Almost 20 years ago, I took a pregnancy test...and it was negative. So I took another...negative. And about 30 more at the doctor and at home...negative. I finally called in sick to work, drove to a Planned Parenthood, and peed on their stick...positive. Finally, concrete confirmation of what I already knew. I was expecting my first baby, and I ran straight to the nearest pay phone, at a Carl's Jr., to tell the man I had married only a month before that he was going to be a father. That baby, Katie, was born 9 months and 1 day after our wedding...Thus begun our "Baby Vie."
Vie is prounounced "vee," and it means "life" in French. Baby Vie means "baby life..." the life that is born the moment that second line appears on the pregnancy test. Once your baby life begins, you never think only of yourself again. You think about how every decision you make will affect not only your life but your child's as well. You don't drink vodka because it might hurt your unborn. Your spare bedroom is painted in pastels and filled with a crib and changing table. Diapers begin littering every corner of your world, and undescribable love fills every cell of your heart.

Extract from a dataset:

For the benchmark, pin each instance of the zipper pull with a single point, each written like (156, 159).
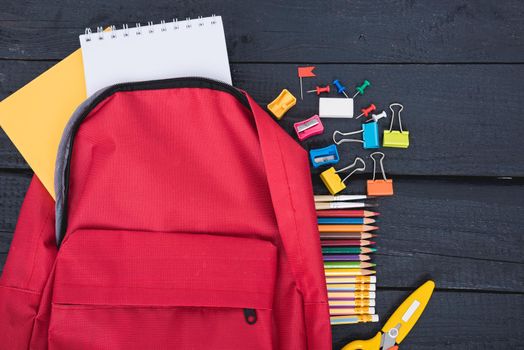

All I ever wanted growing up was to have children. Even though loving these children has brought some heartache and frustration along the way, I have to say that my life has been fuller and more blessed than I could have imagined as I dreamed it up in my head as a child.
As the clock races faster and faster every day, I hope I can capture some moments here...I can't stop them from fleeting by, but maybe I can go back and recapture glimpses of them here sometimes. I hope you enjoy the journey with us.